今回は失敗しないように慎重に慎重を期して作った結果1日がかりで1本のヤスリが完成した。完成した翌日早速試してみると木を削ることはできた。だがちょっと目が細すぎたようだ、次の1本はもっと溝を大きく掘ることにしよう。
そんなこんなで6本中3本をヤスリにした。3本ともそれぞれ目の粗さを変えて作ったため用途に応じた使い方ができるようにした。そして1本はヤスリを作った後試しに木を削ってみたとき折れてしまっため、残りのクギは2本となった。

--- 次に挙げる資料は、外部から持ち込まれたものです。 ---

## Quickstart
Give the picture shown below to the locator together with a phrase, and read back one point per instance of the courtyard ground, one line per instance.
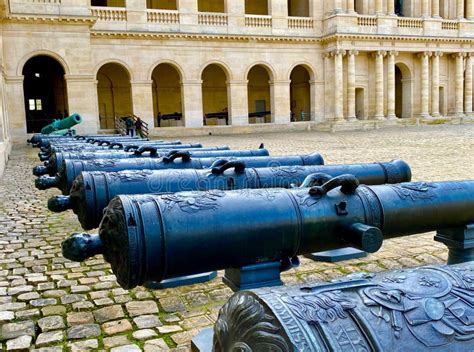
(52, 304)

残りのクギはどうしようかと考えた結果、1本はキリになってもらいました。まあこれは柄をつければよかっただけなので板でサンドイッチしてあっという間に完成した。残った最後の1本は特に思いつかなかったので道具箱へ引き返してもらった。次は思い出すのはいったいいつになるのだろうか?

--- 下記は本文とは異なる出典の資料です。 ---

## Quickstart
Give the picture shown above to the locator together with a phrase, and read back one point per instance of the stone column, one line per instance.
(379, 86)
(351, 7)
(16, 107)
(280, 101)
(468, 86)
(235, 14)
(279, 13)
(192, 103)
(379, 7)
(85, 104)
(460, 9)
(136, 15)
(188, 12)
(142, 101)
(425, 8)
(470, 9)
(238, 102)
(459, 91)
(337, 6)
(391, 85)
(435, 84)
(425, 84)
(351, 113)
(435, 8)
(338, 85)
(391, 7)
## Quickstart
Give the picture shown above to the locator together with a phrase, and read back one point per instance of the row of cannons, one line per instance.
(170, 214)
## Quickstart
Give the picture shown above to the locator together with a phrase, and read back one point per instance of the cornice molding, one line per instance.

ヤスリが完成したため今までナイフやカンナでしていた曲面の加工の時間が劇的に改善された。
よし次はノコギリだ。
ノコギリの刃をナイフで仕上げるの大変だと思い手を出していなかったが、ヤスリを手に入れた俺にはできると思い挑戦だ。
まずはノコギリの刃用に三角のノミを作成し、次に薄めの板材にカンナを掛けて更に薄くし、刃のギザギザにするところに三角のノミを当て硬化の魔術を発動、そして木ヅチで、
カンッ!
・・・きれいに穴が開くもんだな。毟れるかどうか賭けだったがこれでさらに刃作りが楽になったな。
全ての刃を打ち抜いたのち、ノコギリを引いたときに切れるように三角の山の片方にヤスリを掛けていく。
シュコシュコシュコ・・・・
シュコシュコシュコ・・・・
終わった終わったー。あとは柄を作って刃部分を嵌めれば完成だ。
「しっかり紐で締めてっと、・・・・完成した。おつかれっしたー」
木ノコギリが完成した。細かい作業して疲れたから試すのは明日にしよう。それにしてもこれも1本作るのに2日掛かりか。次からはもう少し早く作れるとはいえ世のノコギリ職人さんも大変だな、おつかれさまです。

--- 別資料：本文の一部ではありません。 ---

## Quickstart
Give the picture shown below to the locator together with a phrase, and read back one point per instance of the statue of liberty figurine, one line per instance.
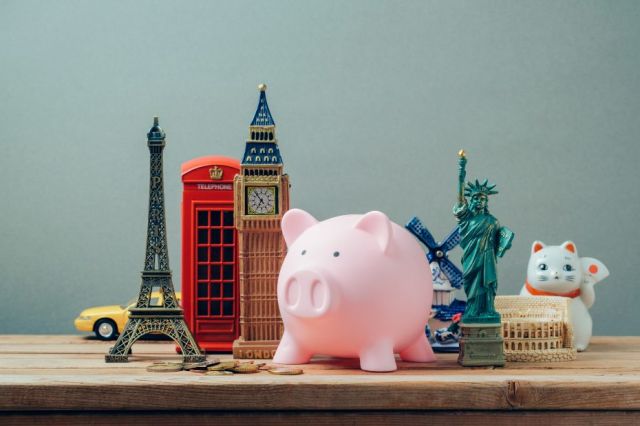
(483, 240)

次の日、最初の試しと言うことで薄めの板材から始めることにした。
「よし、行くぞ」
ノコギリに硬化の魔術を掛け、・・・いざ。
カッ、ギーコギーコ。ギーコギーコ。・・・・
いけるな。やはりナイフで切るより早いしやりやすいな。さて切り終わったことだし、刃の様子はっと、
!!2箇所欠けてやがる。・・・だが他の刃は大丈夫っぽいな、もう少しノコギリの使い方がうまくなれば刃の消耗を抑えることができるのだろうか?それとも刃先の形状を要検討ということだろうか?
まあ春までまだ時間はあるからいろんな刃で試してみようか。